In principle, the codes take the distribution of a radiopharmaceutical for a given patient (from SPECT or PET) and combine it with anatomic information (from CT or MRI) to yield absorbed dose estimates that are specific to a particular patient’s biodistribution and anatomy (Sgouros 2005). In addition, some of the codes introduce the concept of dose-volume histograms for internally administered radionuclides. Dose calculations can be done applying either Monte Carlo or point-kernel-based calculations.
More recently, the computer code 3D-ID has been used in thyroid cancer patients with I-124 PET data and CT (Sgouros et al. 2004). DOSIMG software, developed by the Lund group, has been used with mathematical anthropomorphic phantoms to examine the impact of different quantitative SPECT algorithms on Monte Carlo-derived absorbed dose calculations. Mathematical phantom–derived CT and SPECT images were generated, and dose calculations derived from these were compared with “true” dose results derived from the actual mathematical phantom data (Sjogreen et al. 2005). The SPECT quantification methodologies derived from this work were subsequently applied to In-111/Y-90 dosimetry (Sjogreen et al. 2005).

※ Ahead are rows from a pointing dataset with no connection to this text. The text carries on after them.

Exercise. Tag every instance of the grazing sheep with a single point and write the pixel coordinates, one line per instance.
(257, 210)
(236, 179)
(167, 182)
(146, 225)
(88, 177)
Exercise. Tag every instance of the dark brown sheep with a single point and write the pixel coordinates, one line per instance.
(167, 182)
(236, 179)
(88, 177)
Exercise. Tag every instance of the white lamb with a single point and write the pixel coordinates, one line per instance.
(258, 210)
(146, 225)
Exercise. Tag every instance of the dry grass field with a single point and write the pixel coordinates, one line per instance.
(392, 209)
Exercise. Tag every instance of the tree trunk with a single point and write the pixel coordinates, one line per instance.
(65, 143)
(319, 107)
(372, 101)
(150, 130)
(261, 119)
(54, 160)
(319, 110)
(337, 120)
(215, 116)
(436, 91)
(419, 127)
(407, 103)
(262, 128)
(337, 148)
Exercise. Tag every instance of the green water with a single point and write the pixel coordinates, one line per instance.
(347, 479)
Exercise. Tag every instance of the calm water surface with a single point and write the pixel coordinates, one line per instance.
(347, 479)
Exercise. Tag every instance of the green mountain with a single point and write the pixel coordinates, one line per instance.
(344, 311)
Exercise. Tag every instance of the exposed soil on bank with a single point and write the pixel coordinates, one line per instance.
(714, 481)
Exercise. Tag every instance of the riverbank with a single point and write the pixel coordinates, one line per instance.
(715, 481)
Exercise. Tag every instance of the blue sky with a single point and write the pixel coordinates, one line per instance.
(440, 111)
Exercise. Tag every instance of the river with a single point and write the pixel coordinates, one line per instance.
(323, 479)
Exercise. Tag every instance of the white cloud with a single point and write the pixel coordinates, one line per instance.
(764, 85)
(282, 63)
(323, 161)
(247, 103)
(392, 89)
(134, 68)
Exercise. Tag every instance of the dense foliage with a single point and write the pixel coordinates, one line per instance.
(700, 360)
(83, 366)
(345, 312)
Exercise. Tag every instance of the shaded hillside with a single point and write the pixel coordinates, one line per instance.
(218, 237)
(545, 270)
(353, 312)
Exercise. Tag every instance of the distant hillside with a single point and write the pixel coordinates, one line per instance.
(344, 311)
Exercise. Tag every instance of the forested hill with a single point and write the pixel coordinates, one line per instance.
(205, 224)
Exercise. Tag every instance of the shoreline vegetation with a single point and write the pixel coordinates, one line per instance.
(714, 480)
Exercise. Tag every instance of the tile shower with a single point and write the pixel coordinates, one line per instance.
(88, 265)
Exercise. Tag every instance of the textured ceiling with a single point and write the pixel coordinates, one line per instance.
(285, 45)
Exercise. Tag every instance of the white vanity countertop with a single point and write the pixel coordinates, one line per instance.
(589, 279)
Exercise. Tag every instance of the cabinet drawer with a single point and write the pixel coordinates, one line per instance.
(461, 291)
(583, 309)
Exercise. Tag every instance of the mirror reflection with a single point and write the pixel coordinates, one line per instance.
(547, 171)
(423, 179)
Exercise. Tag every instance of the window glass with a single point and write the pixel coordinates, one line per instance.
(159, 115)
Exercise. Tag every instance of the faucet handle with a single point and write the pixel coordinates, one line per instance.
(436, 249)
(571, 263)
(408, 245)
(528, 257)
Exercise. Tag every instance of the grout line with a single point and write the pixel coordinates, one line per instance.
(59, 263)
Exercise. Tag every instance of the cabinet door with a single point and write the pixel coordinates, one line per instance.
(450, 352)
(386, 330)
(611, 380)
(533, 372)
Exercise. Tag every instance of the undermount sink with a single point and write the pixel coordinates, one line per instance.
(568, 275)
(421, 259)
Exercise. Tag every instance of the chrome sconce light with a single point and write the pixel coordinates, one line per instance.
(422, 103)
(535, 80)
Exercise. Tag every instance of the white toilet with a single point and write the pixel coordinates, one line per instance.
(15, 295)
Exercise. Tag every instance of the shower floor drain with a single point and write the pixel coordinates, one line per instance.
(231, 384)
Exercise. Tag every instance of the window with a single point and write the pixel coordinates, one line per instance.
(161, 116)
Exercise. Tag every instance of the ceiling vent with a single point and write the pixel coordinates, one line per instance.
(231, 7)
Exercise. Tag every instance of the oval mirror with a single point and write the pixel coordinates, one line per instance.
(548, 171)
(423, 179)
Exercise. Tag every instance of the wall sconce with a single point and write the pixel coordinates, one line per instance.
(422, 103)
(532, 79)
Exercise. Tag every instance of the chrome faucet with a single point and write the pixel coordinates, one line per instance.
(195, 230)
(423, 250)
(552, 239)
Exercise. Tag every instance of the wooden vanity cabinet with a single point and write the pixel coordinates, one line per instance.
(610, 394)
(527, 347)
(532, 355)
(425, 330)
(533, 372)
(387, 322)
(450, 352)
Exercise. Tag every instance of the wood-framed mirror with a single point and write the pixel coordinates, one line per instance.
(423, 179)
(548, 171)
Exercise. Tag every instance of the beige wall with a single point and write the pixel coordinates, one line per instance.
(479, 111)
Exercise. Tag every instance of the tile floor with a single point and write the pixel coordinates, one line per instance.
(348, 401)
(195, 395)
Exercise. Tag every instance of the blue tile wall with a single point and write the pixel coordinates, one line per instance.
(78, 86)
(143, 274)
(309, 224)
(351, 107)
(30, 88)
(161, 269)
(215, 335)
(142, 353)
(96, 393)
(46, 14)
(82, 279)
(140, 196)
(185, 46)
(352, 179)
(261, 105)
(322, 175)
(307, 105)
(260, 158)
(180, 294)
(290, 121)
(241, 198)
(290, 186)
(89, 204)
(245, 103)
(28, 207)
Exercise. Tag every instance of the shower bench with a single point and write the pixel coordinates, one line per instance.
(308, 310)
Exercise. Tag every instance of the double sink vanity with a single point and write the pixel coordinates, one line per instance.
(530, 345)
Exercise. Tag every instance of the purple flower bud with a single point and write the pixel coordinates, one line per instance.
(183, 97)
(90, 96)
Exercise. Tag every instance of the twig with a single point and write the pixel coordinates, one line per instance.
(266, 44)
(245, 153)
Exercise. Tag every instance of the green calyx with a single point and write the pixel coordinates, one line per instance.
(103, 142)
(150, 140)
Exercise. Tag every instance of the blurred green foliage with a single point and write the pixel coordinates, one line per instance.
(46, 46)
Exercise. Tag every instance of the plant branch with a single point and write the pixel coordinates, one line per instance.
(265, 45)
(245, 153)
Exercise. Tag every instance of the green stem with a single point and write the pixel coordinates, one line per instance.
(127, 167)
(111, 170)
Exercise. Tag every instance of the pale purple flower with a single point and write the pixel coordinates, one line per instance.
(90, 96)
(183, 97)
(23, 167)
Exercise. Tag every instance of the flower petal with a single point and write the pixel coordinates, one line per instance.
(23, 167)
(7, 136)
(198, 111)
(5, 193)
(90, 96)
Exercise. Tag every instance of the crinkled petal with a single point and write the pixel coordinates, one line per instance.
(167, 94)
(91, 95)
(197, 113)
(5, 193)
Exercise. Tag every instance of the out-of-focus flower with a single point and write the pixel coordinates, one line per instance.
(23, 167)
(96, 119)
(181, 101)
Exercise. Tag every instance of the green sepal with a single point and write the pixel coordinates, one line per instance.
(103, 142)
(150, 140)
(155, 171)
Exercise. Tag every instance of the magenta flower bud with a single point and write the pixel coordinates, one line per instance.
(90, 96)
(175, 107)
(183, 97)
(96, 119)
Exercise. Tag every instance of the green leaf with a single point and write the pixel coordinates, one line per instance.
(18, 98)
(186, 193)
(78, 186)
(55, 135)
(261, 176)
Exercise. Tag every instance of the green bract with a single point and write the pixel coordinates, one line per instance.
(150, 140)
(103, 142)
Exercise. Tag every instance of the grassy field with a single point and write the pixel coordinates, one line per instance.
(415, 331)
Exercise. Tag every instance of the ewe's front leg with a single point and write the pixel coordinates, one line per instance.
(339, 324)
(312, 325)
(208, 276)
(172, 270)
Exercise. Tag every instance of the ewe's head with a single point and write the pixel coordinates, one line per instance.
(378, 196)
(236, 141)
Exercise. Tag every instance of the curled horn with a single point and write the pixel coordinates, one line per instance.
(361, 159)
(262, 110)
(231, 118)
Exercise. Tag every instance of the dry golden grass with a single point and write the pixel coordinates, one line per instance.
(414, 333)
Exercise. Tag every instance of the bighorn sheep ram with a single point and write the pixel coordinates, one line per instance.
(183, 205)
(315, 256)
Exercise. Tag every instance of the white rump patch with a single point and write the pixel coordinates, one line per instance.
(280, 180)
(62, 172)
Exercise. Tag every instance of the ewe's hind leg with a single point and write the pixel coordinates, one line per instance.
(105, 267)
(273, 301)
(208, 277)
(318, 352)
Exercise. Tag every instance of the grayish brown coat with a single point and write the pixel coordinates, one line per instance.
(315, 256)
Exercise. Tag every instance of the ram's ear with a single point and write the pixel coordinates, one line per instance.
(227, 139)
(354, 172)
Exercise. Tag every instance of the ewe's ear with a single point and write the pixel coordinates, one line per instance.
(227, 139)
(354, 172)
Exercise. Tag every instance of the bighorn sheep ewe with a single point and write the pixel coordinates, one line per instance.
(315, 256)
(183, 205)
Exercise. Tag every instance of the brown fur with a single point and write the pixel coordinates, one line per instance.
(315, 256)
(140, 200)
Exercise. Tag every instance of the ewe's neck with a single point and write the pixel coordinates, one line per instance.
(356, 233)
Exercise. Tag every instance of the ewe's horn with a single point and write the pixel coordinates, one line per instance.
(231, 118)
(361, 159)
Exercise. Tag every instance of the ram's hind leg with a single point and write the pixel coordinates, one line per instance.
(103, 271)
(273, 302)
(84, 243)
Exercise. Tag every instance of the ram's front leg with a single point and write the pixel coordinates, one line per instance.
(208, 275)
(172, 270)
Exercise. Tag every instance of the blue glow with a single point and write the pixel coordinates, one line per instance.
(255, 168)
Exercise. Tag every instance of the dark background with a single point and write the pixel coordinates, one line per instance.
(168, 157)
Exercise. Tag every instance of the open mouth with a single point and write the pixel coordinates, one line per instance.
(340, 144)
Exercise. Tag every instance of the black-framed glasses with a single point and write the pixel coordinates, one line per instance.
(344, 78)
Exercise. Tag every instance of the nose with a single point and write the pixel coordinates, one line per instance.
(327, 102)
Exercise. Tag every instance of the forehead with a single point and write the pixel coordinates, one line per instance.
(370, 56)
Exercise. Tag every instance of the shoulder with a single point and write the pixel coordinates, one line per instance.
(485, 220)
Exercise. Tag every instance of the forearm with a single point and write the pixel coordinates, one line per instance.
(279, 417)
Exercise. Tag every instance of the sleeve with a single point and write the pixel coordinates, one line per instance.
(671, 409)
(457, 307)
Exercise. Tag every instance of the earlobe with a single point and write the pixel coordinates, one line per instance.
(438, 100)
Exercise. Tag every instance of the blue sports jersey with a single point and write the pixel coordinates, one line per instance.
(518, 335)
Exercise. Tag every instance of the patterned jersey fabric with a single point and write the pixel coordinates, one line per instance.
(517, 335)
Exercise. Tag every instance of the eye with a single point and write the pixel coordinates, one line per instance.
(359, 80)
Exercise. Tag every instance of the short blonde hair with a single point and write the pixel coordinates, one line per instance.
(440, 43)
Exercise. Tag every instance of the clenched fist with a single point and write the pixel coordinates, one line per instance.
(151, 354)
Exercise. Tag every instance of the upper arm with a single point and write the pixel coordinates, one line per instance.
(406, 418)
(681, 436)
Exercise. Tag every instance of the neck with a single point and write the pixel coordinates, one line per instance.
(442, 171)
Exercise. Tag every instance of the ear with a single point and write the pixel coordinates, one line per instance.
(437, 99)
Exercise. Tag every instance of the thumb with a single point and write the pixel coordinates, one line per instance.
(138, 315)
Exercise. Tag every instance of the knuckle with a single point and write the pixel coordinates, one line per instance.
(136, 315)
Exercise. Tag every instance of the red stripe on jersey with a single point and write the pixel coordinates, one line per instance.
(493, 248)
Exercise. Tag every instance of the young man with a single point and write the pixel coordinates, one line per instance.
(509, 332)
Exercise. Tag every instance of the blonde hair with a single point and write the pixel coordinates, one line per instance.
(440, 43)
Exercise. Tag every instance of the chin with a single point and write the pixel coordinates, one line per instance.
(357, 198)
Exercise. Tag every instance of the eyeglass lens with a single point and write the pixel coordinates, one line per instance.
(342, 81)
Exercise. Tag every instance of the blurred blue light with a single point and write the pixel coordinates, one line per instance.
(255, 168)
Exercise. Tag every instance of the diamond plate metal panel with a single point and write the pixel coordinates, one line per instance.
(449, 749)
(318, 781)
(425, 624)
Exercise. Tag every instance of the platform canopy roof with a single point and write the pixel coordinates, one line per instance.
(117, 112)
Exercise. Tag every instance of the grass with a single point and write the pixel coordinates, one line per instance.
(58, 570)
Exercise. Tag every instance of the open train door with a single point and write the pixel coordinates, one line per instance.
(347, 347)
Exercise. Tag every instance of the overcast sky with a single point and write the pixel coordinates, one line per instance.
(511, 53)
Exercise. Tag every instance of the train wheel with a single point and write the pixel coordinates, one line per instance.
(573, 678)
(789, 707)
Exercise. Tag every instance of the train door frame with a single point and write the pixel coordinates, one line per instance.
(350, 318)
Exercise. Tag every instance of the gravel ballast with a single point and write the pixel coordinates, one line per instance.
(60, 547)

An example of patient-specific dosimetry for hepatocarcinoma treatment with 131I-Lipiodol™ carried out using Oedipe is shown in Fig. 2 (Chiavassa et al. 2005). Quantitative SPECT imaging at days 0, 3 and 7 were used to derive voxel-based cumulated activity (2.21 × 2.21 × 4.42 mm3 voxels). Monte Carlo absorbed dose calculations were performed with Oedipe for a volume of 194 × 140 × 90 voxels. Computation performed on an average desktop computer took 4 days in order to get a statistical uncertainty below 10 % for all voxels in the tumour volume. The isodoses are superimposed on CT slices.
Fig. 2
Monte Carlo-based patient-specific dosimetry for hepatocarcinoma treatment with 131I-Lipiodol™ (Chiavassa et al. 2005)
6 Monte Carlo Limits
One major limit of Monte Carlo methods is linked to the statistics required to accurately simulate a given experimental setting: The number of simulated particles has to be very high, and therefore implies heavy computing power.